Since Canada legalized recreational cannabis in 2018, exposure to second-hand marijuana smoke in homes has been steadily increasing. In response to this growing concern, a U of T Engineering lab group, led by Professor Arthur Chan (ChemE), is investigating this source of indoor air pollution.
“We began our research on tetrahydrocannabinol (THC), which is the psychoactive part of cannabis that causes intoxication, because when we looked at second- and third-hand smoke, we started to see how much involuntary exposure happens,” says Amirashkan Askari, a ChemE PhD candidate in Chan’s lab.
Askari is the co-author of a new study, with Chan and Professor Frank Wania (Physical and Environmental Sciences, ChemE), which models how THC behaves and transforms once it is released in an indoor environment. The model enables researchers to explore mitigation strategies that could reduce involuntary exposure levels.

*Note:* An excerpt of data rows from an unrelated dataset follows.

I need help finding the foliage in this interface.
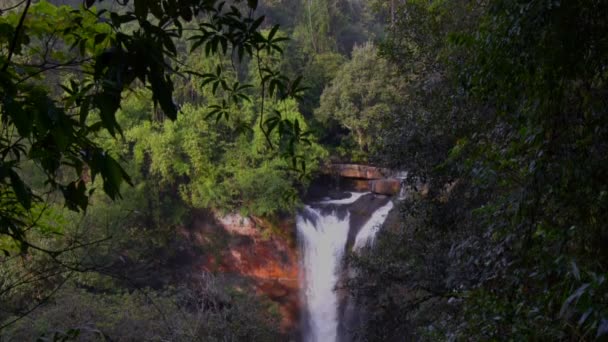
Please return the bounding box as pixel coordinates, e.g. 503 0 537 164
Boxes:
316 43 400 150
351 0 608 340
5 275 281 341
0 0 308 252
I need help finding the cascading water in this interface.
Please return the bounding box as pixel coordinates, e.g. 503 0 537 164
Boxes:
296 193 393 342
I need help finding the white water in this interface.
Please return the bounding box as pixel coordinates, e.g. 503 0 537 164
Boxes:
296 193 393 342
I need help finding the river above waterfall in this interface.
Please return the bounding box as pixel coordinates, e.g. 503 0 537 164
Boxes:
296 192 393 342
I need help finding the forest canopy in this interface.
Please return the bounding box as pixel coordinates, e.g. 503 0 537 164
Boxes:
0 0 608 341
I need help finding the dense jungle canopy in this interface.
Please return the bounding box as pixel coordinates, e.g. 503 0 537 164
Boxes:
0 0 608 341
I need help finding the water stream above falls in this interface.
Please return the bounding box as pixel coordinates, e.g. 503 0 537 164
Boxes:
296 192 393 342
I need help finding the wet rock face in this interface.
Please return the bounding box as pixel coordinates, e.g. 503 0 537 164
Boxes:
194 214 301 332
370 178 401 196
322 164 391 180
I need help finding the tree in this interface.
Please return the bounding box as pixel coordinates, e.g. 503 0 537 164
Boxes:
0 0 301 255
352 0 608 340
316 43 401 151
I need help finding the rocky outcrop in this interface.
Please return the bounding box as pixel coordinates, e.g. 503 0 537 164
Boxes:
185 214 300 332
321 164 401 196
370 178 401 196
321 164 391 180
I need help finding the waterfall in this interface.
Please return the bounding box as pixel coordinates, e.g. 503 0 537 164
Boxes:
296 193 393 342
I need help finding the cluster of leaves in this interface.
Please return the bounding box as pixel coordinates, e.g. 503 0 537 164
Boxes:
351 0 608 340
0 0 314 253
3 274 282 341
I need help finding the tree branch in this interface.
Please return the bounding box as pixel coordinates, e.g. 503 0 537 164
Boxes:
2 0 32 71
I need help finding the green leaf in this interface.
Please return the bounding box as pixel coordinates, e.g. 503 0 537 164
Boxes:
9 169 32 210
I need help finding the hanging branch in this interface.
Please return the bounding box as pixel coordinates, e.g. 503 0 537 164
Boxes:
2 0 32 71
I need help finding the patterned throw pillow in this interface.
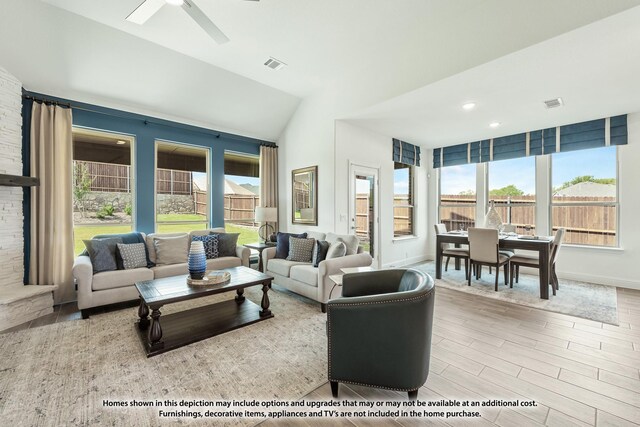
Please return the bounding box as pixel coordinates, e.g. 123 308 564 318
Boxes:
191 234 220 259
287 237 316 262
118 243 147 270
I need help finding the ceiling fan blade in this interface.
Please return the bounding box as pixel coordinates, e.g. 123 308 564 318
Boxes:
126 0 165 25
182 0 229 44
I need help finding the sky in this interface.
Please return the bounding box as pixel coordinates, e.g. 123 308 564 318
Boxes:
440 147 616 195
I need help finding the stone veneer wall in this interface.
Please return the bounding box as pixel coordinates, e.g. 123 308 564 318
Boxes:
0 68 24 289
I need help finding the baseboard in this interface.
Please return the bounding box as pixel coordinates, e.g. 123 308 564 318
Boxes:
382 255 429 268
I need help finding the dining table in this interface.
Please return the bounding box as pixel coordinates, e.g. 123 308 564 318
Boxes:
436 231 553 299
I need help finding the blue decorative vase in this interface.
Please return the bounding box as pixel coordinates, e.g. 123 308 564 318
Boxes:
187 241 207 280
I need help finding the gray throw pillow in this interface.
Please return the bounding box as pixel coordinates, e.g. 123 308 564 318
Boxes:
325 240 347 259
211 233 240 257
327 233 360 255
287 237 316 262
153 234 189 265
83 237 122 274
118 243 147 270
311 240 331 267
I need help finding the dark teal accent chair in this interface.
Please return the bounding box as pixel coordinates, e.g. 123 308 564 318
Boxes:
327 269 435 399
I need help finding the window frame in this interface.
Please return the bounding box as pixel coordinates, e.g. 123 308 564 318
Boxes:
548 145 622 249
483 156 536 232
436 163 478 231
391 162 418 240
153 139 211 233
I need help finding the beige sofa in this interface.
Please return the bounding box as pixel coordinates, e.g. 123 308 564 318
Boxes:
73 228 251 319
262 232 373 313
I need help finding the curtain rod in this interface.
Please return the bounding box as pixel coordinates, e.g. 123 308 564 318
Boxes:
22 93 277 147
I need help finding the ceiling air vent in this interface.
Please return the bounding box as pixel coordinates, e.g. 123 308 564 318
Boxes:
544 98 564 108
264 57 287 70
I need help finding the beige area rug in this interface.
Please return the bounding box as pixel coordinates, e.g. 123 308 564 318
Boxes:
0 287 327 426
414 260 618 325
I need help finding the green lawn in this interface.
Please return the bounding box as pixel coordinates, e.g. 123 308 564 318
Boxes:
73 215 259 255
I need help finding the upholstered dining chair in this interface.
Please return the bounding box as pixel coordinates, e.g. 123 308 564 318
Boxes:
327 269 436 399
467 228 511 292
509 228 565 295
434 223 469 279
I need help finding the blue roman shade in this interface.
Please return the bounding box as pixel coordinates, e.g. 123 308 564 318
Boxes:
433 115 628 168
393 138 422 166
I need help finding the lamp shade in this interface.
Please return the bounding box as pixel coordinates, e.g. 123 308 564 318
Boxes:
255 207 278 222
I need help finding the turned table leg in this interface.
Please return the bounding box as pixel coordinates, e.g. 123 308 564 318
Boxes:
149 307 162 348
138 297 149 330
236 289 244 304
260 283 271 317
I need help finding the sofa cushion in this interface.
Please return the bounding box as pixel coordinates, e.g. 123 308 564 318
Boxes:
83 237 122 274
287 236 316 262
311 240 331 267
290 265 318 287
267 258 309 277
153 233 189 265
91 267 153 291
207 256 242 270
117 243 147 270
325 239 347 259
211 232 240 256
327 233 360 255
151 262 189 280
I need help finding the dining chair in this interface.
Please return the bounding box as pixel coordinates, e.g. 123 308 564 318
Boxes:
467 228 511 292
509 228 565 295
434 223 469 279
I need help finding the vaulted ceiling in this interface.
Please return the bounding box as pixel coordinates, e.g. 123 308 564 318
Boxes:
0 0 640 142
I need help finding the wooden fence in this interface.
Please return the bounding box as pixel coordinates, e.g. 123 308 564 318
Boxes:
440 195 617 246
74 160 193 195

Between April 2021 and March 2022, Canadians spent $4 billion on regulated, adult-use cannabis, according to Statistics Canada. Dried cannabis accounted for 71.1% of sales, indicating that smoking is the most popular method of consumption.
“Any type of smoking, whether it is tobacco or cannabis, leaves behind a suite of pollutants that can remain in homes,” says Chan. “We now have sufficient chemical knowledge about THC to model its behavior in a typical indoor environment.”
Moreover, involuntary THC exposure can continue long after smoking has ceased. This is due to THC’s large and complex chemical structure, which has a strong tendency to stick to surfaces and create third-hand exposure,” says Askari.